Another difference with respect to no-credit models is that in Credit Models nodes are allowed to send packets even if they do not have enough coins to cover the forwarding cost. In this case, they estimate whether they could send/receive their own packets according to their previous cooperation behaviour. This information is reflected in their debt accounts. If nodes have no coin and no penalty, they receive credit to send their own packets so their number of coins becomes negative. If nodes have penalties, they are banned from sending/receiving any own packet. Nodes receive a penalty when, once indebted, they do not forward a received packet. This ban to send/receive own packets remains till their number of coins becomes positive.
When a node receives a packet to be forwarded, it analyzes the potential benefit/loss that this operation will bring to it. The benefit is calculated with the increase in its number of coins and the possibility to recover from a previous penalty. The loss is estimated with the battery level decrease and any possible penalty if the node is overdrawn and does not forward the packet. This analysis includes the computation of the number of own packets that the node would be able to send with its battery level and number of coins and of the energy consumption for forwarding the packet.
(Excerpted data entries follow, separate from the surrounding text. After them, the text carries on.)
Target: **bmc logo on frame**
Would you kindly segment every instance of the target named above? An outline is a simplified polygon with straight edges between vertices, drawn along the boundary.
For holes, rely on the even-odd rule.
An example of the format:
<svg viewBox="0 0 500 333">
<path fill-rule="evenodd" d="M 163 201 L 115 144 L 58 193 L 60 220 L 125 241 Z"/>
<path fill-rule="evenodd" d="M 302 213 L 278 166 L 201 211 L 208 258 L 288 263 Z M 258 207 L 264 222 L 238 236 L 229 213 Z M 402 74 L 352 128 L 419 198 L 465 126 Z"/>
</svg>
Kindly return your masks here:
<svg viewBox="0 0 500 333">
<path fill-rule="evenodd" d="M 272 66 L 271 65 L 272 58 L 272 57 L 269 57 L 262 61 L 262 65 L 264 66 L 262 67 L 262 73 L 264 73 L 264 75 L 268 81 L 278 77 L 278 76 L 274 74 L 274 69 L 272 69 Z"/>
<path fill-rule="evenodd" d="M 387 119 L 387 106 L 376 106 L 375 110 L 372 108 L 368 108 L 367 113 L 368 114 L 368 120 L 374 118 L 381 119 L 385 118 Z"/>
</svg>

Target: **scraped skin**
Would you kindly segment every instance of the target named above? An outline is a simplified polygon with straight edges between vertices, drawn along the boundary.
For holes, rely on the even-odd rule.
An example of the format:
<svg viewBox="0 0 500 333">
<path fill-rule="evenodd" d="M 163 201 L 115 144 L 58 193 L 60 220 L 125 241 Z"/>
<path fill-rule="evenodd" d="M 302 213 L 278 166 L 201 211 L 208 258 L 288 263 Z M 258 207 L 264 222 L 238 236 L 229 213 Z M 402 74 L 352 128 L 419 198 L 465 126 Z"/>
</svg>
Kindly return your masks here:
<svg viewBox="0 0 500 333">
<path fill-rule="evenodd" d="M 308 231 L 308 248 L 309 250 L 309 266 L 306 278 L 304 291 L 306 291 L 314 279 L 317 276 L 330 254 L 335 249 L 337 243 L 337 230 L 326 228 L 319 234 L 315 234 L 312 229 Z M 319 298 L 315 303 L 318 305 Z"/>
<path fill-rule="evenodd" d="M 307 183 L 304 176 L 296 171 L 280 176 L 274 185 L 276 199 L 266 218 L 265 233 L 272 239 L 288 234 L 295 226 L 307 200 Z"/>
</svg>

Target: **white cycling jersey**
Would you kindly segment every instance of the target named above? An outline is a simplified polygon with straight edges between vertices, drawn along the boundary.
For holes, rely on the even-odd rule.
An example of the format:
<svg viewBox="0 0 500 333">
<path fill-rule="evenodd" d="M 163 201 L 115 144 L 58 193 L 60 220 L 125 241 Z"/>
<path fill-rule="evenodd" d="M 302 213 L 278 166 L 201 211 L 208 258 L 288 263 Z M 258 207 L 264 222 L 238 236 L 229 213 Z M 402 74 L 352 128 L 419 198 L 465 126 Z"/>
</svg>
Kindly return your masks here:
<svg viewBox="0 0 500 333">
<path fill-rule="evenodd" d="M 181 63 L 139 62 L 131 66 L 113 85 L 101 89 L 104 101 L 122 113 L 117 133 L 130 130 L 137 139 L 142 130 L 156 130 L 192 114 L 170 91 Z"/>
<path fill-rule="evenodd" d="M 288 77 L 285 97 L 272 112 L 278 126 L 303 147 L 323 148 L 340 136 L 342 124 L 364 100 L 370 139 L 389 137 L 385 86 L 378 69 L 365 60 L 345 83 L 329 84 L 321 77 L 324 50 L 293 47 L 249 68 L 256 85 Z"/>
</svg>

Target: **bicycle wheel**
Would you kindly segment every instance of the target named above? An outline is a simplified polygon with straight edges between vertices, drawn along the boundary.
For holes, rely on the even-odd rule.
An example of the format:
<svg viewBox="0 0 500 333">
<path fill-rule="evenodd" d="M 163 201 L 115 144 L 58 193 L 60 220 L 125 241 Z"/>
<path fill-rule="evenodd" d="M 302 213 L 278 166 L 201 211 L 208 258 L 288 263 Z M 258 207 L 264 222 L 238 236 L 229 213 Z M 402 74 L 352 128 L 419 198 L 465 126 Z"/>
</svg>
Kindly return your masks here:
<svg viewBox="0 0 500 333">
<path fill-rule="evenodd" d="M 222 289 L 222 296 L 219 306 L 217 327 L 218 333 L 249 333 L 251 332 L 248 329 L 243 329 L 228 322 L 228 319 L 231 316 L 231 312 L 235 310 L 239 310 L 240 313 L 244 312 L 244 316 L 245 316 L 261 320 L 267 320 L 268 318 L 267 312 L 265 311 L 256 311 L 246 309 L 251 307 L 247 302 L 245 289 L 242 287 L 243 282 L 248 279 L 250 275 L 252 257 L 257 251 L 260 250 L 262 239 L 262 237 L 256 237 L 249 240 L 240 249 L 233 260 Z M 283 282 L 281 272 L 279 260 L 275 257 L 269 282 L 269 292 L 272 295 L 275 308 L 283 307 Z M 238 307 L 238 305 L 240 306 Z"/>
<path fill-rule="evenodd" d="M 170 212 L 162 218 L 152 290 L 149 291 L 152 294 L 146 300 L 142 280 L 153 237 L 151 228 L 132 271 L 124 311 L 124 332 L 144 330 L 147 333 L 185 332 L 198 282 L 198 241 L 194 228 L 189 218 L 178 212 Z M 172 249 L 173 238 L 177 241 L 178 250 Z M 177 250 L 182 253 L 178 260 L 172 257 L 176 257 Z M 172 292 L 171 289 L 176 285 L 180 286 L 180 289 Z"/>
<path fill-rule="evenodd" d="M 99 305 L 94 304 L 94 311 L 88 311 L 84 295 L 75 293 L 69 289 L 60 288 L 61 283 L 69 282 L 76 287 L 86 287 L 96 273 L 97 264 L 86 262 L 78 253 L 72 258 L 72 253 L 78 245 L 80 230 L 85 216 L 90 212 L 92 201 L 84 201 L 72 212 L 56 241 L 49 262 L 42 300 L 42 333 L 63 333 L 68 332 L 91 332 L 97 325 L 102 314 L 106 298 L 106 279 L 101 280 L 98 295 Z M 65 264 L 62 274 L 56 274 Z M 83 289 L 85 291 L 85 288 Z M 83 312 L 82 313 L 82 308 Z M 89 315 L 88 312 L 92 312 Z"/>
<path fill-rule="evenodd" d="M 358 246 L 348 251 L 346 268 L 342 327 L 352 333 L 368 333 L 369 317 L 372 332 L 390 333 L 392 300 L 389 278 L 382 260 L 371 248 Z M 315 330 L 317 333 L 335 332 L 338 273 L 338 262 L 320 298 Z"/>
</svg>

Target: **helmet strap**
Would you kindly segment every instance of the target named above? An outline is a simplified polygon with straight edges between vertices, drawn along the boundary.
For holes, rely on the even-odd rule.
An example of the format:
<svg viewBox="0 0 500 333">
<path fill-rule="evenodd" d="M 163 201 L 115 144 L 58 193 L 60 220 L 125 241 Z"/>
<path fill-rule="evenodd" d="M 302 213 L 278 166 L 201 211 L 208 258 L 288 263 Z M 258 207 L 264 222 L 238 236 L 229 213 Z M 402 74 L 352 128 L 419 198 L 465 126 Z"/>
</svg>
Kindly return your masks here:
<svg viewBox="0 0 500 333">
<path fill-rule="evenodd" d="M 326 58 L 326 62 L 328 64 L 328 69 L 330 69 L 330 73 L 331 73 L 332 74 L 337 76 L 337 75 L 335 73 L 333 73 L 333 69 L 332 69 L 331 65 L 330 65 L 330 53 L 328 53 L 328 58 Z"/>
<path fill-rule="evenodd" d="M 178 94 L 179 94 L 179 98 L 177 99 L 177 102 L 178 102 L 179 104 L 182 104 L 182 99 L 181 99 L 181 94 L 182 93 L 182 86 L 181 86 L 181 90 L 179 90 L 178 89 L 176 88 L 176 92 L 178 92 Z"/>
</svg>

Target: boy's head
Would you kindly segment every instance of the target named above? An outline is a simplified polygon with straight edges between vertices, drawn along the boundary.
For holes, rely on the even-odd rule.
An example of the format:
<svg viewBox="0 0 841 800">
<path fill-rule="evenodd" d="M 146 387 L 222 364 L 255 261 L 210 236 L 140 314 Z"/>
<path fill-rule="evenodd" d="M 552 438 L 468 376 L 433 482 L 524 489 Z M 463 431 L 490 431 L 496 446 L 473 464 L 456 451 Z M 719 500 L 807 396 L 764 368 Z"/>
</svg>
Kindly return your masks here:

Besides, the node estimates possible revenues to quantify its possibilities to recover from a penalty. After this, it makes the decision to drop the packet in any of the following cases:(i)when its battery level is below the sublimit selfishness threshold and it has good revenue estimation,(ii)when it has enough coins to meet its needs, a battery level below selfishness threshold, and no penalty,(iii)when it does not get any benefit from forwarding the packet.When the estimations of all the aforementioned parameters do not indicate any possibility to recover from a previous debt and/or penalty, the node forwards the packet in order to earn coins, even when it can run out all the battery.
In the following subsections, three variants of Credit Models are defined.
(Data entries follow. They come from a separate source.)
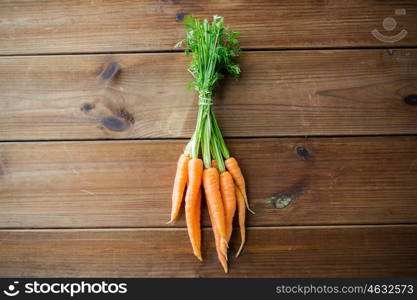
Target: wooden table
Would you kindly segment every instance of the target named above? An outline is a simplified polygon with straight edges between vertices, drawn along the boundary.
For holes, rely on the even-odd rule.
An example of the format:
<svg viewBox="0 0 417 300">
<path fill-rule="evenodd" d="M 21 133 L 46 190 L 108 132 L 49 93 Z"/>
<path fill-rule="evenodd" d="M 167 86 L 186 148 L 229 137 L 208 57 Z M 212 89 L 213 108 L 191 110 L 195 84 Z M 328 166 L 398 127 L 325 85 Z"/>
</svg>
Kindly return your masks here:
<svg viewBox="0 0 417 300">
<path fill-rule="evenodd" d="M 190 13 L 242 33 L 215 109 L 256 215 L 227 276 L 416 276 L 414 0 L 2 1 L 0 276 L 226 276 L 206 212 L 204 263 L 165 224 Z"/>
</svg>

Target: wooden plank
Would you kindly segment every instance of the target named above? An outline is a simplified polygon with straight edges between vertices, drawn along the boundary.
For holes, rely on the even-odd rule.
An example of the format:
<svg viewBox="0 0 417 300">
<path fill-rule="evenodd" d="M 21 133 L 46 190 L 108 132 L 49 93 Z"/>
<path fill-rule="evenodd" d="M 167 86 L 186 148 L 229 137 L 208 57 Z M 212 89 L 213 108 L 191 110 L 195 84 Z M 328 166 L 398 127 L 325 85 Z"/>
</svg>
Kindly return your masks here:
<svg viewBox="0 0 417 300">
<path fill-rule="evenodd" d="M 0 58 L 0 140 L 189 137 L 188 61 L 180 53 Z M 242 78 L 216 96 L 226 136 L 417 133 L 416 50 L 251 52 L 241 66 Z"/>
<path fill-rule="evenodd" d="M 231 277 L 414 277 L 417 227 L 251 228 Z M 238 245 L 238 239 L 232 244 Z M 210 229 L 201 263 L 185 229 L 0 231 L 3 277 L 223 277 Z"/>
<path fill-rule="evenodd" d="M 224 16 L 246 48 L 416 46 L 416 13 L 414 0 L 3 1 L 0 54 L 170 50 L 188 14 Z M 374 29 L 407 34 L 392 44 Z"/>
<path fill-rule="evenodd" d="M 176 160 L 185 143 L 2 143 L 0 227 L 168 226 Z M 228 144 L 256 211 L 250 225 L 417 222 L 417 137 Z M 184 226 L 184 216 L 174 226 Z"/>
</svg>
5.1. Source-Pay Model with Credit (SPMC)
This model assumes that each node has a credit account. In addition to allowing nodes to be overdrawn, it introduces the idea of penalties for bad behaviour and an intelligence system in all nodes. It uses DSR information to estimate the number of coins that have to be inserted in each packet. If the number of coins a node has is below the quantity estimated by the DSR protocol, its balance becomes negative to allow that the packet can include the required number of coins. This model has several advantages. It solves the peripheral node problem. Besides, nodes are less selfish in order to try to reduce their debts. Only forwarding nodes and not sources or destinations can overload the network, due to the existence of penalties. On the negative side, the model has two disadvantages. Possible network overheads exist, and packets can be lost in route discovery due to coin underestimation.
5.2. Destination-Pay Model with Credit (DPMC)
As in the previous model, each intermediate node gets a coin for each forwarded packet. Thus, after forwarding a packet, each involved node increases in one of its number of coins. Simultaneously, the forwarded packet increases its value in one. Conversely, if a node decides not to forward, its number of coins is decremented in as many coins as the value of the dropped packet. The penalty received by a node involves banning it from sending/receiving any packet. Some advantages of this model are the following. It solves the peripheral node problem. Nodes are less selfish to reduce their debts. Only forwarding nodes and not sources or destinations can overload the network, due to the existence of penalties. Intermediate nodes that drop a packet receive higher penalties when more nodes have forwarded it. On the other hand, its main disadvantage is the possibility of network overhead.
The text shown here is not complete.